Não que saiba falar sobre almas, por Maíra Vasconcelos
Não que eu saiba falar sobre almas, mas sempre desconfiei dos seus esconderijos e jeitos para se balançar no ar. E que almas não podem ser como estátuas, porque almas existem no movimento. Nada muito fixo no tempo possui alma. Museus, por exemplo, não têm alma. Museu tem história e história não tem alma, é cronologia, pretendem medir o tempo e apontar o que está morto e não volta mais. E a alma está na vida, junto. Assim como a música que brinca entre mentes e corpos sem ter hora para sair e voltar. Também a alma gosta de bater asas.
Em meu peito sei quando é sinal de alma e quando não é, quando despertam essa parte que gosta de se expressar e sorrio pela leveza que o mundo pode ter. Claro, pois perceber o que é da alma também nos mostra o peso de tudo. E não convém achar que intuir sobre coisas da alma seja algo bonito ou elevado. Não é. Não que eu saiba falar sobre almas, mas se aprende a sorrir. Como ontem no jardim ou como acontece em alguns despertares sem rigidez, sem muros.
Ah, almas odeiam muros. Buenos Aires tem lugares e pessoas deslizas com menos muros, tal como em toda cidade onde se supõe tenham espaços assim transparentes. Almas não gostam de sombras e véus a tapar nada. Almas gostam de ver tudo entre todas as coisas, como se fossem fantasmas, mas não é. Está, mas também deixa de estar, aquele chegar-e-partir alternado e espantoso. Como Buenos Aires, que tem a poesia de uma neve leve que irá se derreter, não adianta, a neve irá se derreter em nossas mãos.

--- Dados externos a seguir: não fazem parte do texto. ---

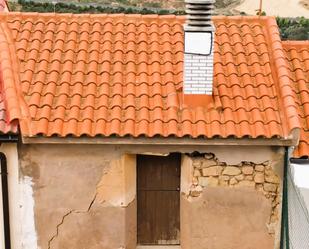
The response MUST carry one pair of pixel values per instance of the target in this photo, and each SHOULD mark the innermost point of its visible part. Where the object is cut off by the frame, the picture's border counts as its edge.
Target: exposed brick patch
(208, 171)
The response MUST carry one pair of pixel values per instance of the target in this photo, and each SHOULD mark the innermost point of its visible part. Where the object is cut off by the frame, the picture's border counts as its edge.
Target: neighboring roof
(122, 75)
(297, 53)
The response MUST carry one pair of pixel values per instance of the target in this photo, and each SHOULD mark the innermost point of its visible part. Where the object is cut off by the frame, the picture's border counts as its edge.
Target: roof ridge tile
(290, 106)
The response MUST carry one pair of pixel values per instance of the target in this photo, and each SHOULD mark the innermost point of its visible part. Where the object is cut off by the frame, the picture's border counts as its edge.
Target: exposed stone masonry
(209, 171)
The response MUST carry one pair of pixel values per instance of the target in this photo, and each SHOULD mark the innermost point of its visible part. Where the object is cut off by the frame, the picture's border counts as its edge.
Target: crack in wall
(58, 227)
(69, 213)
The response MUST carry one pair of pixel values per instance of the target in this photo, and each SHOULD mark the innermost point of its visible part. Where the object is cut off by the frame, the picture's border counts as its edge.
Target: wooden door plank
(158, 199)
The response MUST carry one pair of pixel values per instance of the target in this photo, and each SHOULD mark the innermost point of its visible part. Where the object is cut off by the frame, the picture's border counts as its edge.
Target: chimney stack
(198, 57)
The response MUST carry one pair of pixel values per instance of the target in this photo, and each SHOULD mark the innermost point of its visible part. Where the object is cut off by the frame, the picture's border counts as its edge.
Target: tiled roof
(3, 6)
(5, 126)
(122, 75)
(297, 53)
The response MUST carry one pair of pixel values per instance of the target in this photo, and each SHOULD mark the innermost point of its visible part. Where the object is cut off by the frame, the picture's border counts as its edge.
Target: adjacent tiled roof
(122, 75)
(297, 53)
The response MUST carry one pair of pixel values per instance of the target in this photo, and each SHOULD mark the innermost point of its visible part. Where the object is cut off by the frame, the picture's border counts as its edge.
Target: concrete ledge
(159, 247)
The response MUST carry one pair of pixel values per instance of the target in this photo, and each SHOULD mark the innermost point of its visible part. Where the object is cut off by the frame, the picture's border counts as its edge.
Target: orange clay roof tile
(103, 75)
(297, 54)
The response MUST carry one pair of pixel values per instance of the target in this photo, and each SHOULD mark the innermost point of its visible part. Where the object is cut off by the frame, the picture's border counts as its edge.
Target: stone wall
(209, 171)
(222, 193)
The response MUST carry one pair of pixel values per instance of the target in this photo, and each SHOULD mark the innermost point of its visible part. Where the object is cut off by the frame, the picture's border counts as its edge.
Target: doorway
(158, 199)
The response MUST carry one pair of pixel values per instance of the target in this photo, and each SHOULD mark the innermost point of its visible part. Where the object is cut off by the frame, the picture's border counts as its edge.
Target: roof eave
(161, 141)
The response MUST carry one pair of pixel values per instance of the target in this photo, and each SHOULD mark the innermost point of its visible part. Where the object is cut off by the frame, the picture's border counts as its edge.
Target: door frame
(178, 158)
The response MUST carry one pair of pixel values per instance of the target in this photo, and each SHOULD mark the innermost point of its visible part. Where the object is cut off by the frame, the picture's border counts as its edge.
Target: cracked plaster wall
(84, 195)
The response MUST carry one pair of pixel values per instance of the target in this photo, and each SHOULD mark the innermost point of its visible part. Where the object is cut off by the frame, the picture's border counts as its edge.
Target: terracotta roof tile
(297, 53)
(122, 75)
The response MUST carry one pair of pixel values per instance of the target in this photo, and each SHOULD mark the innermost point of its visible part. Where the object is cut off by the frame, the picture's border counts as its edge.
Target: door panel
(158, 199)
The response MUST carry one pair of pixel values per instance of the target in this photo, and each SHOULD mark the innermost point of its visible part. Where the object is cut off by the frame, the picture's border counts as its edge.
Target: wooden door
(158, 198)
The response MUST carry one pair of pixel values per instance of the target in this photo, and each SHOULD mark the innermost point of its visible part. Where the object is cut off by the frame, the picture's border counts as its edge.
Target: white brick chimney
(199, 43)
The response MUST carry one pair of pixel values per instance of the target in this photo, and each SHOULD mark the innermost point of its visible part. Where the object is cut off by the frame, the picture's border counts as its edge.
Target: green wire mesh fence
(295, 216)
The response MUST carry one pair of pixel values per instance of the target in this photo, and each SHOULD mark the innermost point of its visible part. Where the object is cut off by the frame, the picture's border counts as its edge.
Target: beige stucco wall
(84, 196)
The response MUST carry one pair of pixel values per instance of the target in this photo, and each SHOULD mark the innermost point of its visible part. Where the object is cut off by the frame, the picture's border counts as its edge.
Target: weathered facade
(91, 94)
(84, 196)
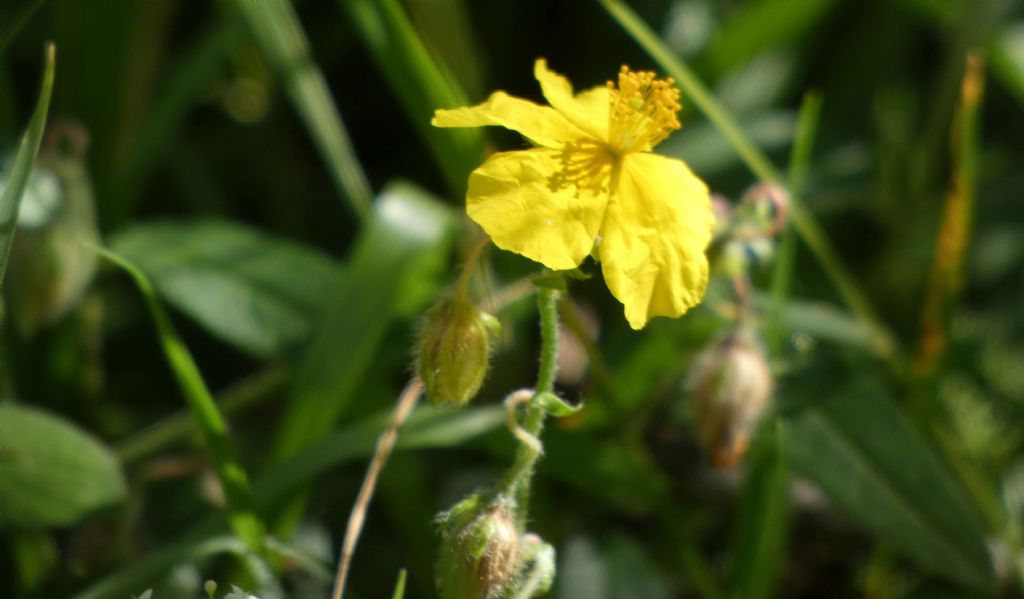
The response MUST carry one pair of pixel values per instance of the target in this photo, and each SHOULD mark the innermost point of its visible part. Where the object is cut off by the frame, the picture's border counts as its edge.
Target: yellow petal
(543, 125)
(657, 226)
(525, 203)
(589, 111)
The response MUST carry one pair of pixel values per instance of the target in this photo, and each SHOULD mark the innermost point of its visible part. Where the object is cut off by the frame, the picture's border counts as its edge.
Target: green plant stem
(781, 282)
(240, 396)
(518, 478)
(803, 220)
(13, 189)
(242, 514)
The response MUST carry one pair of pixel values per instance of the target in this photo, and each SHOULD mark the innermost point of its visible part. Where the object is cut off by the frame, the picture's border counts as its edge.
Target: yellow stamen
(643, 111)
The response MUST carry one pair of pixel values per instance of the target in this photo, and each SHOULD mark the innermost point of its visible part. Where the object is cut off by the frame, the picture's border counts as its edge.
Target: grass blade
(764, 516)
(807, 124)
(279, 32)
(419, 84)
(242, 513)
(12, 188)
(426, 428)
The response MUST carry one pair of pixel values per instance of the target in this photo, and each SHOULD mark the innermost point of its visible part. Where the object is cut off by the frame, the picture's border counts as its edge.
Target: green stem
(232, 476)
(518, 478)
(800, 158)
(803, 220)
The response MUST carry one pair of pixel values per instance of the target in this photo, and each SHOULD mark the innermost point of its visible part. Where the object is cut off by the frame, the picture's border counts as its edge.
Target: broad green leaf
(51, 472)
(256, 292)
(763, 521)
(863, 453)
(393, 267)
(211, 422)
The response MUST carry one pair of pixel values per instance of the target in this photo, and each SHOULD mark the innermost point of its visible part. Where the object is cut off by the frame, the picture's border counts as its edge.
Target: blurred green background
(269, 166)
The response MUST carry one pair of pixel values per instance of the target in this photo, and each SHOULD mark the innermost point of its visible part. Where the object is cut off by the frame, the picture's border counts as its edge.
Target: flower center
(643, 111)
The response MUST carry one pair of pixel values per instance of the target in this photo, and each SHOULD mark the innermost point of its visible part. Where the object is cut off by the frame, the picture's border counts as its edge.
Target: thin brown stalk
(385, 443)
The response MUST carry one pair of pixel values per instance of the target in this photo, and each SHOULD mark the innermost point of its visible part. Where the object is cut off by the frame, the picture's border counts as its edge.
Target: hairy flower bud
(49, 270)
(480, 553)
(730, 385)
(455, 350)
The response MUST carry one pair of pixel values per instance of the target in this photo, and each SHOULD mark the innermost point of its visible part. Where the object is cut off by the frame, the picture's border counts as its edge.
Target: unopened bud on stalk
(730, 385)
(455, 350)
(480, 556)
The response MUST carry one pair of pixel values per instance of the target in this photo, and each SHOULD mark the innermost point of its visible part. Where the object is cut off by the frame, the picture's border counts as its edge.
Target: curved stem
(518, 478)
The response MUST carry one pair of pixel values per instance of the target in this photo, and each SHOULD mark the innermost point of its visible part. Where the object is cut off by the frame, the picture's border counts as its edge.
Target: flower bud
(766, 206)
(455, 350)
(479, 551)
(49, 270)
(730, 385)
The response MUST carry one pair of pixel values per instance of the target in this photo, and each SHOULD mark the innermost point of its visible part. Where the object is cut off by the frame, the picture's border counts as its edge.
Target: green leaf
(426, 427)
(612, 569)
(276, 29)
(17, 177)
(395, 268)
(763, 522)
(256, 292)
(399, 586)
(420, 85)
(557, 407)
(865, 456)
(51, 472)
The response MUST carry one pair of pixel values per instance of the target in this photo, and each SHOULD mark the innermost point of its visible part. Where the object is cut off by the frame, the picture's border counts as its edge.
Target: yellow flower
(592, 185)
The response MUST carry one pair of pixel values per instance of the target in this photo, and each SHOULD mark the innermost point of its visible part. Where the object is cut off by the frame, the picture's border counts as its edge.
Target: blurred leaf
(1007, 53)
(616, 471)
(763, 522)
(557, 407)
(709, 152)
(756, 85)
(820, 321)
(183, 88)
(864, 454)
(280, 34)
(392, 266)
(425, 428)
(420, 85)
(761, 26)
(446, 31)
(231, 475)
(256, 292)
(615, 569)
(52, 473)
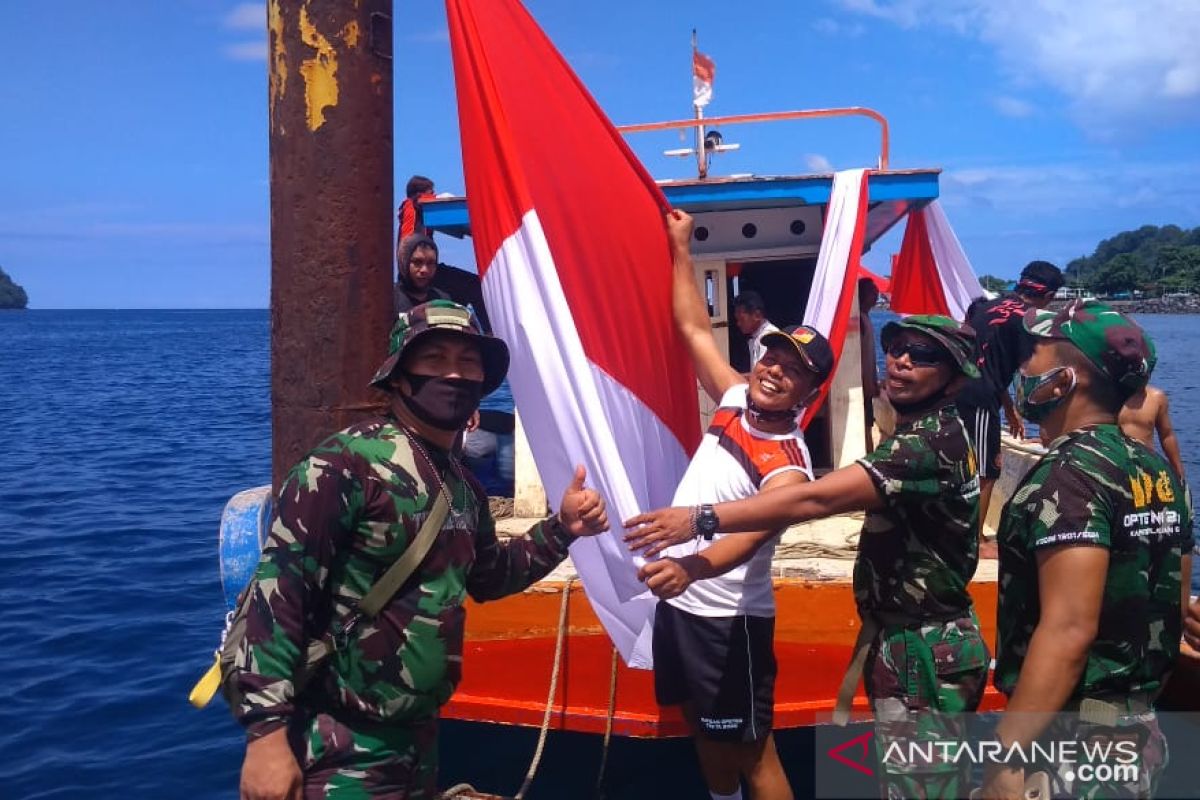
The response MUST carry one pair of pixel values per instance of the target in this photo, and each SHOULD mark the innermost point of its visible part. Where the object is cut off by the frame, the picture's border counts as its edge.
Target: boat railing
(774, 116)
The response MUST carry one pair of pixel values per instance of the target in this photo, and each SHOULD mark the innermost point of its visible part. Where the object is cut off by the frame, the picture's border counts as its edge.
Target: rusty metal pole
(330, 91)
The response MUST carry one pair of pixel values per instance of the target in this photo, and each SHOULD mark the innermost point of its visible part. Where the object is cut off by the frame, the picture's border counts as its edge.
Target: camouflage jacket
(343, 516)
(1099, 488)
(919, 551)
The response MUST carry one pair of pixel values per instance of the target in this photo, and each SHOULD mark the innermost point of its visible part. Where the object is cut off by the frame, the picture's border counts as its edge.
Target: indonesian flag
(835, 281)
(574, 260)
(931, 275)
(702, 73)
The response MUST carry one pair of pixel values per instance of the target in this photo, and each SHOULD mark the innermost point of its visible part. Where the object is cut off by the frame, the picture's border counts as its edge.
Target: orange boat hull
(509, 655)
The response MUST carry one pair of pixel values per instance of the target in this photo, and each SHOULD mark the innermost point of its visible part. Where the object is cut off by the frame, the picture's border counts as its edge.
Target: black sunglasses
(922, 355)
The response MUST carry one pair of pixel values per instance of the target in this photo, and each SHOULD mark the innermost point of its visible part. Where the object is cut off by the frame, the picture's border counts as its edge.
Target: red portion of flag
(881, 283)
(916, 283)
(533, 138)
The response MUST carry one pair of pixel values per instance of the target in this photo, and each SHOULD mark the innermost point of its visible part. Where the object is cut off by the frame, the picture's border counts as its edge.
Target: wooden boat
(543, 659)
(755, 233)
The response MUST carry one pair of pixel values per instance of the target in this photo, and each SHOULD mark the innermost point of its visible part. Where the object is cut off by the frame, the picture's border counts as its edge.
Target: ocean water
(124, 435)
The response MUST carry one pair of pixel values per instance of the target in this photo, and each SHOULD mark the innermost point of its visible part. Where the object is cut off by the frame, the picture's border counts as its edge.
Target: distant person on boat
(750, 317)
(409, 216)
(366, 723)
(919, 643)
(1092, 547)
(868, 298)
(1144, 415)
(714, 630)
(417, 265)
(1001, 346)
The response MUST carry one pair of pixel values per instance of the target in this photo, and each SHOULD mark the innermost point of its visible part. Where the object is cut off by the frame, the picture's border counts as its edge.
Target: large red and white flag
(835, 281)
(575, 268)
(703, 71)
(933, 275)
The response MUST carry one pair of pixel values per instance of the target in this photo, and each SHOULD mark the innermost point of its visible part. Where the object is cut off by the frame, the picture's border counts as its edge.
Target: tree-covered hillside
(11, 295)
(1151, 259)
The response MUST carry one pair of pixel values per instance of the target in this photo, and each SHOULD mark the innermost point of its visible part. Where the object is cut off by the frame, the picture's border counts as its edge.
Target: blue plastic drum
(244, 527)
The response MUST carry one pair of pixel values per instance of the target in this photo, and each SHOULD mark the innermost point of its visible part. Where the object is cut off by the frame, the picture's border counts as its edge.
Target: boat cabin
(765, 234)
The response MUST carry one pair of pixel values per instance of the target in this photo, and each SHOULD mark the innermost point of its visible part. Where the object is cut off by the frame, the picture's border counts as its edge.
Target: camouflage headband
(1117, 346)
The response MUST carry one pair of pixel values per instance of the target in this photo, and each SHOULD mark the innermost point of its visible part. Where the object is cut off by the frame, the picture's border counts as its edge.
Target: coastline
(1152, 306)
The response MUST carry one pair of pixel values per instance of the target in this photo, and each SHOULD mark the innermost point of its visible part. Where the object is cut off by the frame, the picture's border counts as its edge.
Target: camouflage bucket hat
(450, 317)
(958, 338)
(1116, 344)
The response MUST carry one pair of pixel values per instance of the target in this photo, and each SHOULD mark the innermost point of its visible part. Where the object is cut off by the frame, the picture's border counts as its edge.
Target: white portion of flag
(834, 258)
(959, 282)
(575, 413)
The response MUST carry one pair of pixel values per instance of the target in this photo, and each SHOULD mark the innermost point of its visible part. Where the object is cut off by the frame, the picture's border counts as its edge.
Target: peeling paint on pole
(319, 72)
(330, 94)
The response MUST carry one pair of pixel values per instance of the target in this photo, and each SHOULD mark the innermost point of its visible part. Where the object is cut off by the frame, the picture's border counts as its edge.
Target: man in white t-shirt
(750, 317)
(714, 629)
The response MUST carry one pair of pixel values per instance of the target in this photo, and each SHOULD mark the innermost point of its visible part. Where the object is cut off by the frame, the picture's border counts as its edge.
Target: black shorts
(983, 428)
(723, 667)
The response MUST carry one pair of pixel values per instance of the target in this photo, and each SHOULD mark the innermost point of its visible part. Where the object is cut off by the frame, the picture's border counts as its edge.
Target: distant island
(1155, 269)
(11, 295)
(1147, 262)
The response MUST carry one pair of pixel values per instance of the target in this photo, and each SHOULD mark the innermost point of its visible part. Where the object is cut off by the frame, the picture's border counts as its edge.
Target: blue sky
(135, 132)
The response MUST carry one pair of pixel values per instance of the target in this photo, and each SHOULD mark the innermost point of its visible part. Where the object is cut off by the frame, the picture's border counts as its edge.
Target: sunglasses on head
(922, 355)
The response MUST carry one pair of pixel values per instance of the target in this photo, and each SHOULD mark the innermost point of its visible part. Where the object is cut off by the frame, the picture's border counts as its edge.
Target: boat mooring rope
(607, 726)
(553, 690)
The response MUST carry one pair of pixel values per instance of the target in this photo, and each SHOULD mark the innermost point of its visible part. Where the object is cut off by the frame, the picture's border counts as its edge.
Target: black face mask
(445, 403)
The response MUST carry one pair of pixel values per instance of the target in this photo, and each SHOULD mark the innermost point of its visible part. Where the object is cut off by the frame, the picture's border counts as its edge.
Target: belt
(873, 624)
(1109, 709)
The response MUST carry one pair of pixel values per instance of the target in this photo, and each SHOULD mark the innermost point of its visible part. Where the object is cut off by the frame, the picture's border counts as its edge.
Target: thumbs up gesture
(582, 511)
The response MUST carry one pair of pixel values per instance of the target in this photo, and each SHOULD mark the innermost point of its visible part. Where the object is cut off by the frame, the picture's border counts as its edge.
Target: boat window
(712, 293)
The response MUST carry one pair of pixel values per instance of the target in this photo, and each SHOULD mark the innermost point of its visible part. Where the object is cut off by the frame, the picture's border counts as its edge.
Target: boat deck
(510, 645)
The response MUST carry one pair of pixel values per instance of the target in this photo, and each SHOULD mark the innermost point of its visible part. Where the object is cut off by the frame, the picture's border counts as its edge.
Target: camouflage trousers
(1134, 741)
(921, 681)
(366, 759)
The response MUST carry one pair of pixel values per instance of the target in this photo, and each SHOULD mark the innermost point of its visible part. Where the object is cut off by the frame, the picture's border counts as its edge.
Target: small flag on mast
(702, 73)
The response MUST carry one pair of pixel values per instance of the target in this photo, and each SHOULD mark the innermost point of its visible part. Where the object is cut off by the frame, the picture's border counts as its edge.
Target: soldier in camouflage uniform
(921, 642)
(1092, 549)
(365, 725)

Mas estava a falar de alma. Não que eu saiba falar sobre almas, mas talvez melhor do que sobre carros ou marcas de eletrodomésticos. E isso me é um traço importante para existir ou pensar alguma existência. Alma primeiro, depois os carros e os utensílios. Porque almas gostam de passear, livres, e poder olhar ao longe. E isso é muito importante: descansar o olhar. Como hoje, que olhei para a neve em Buenos Aires. Mas, que se saiba, em Buenos Aires não neva desde 2007.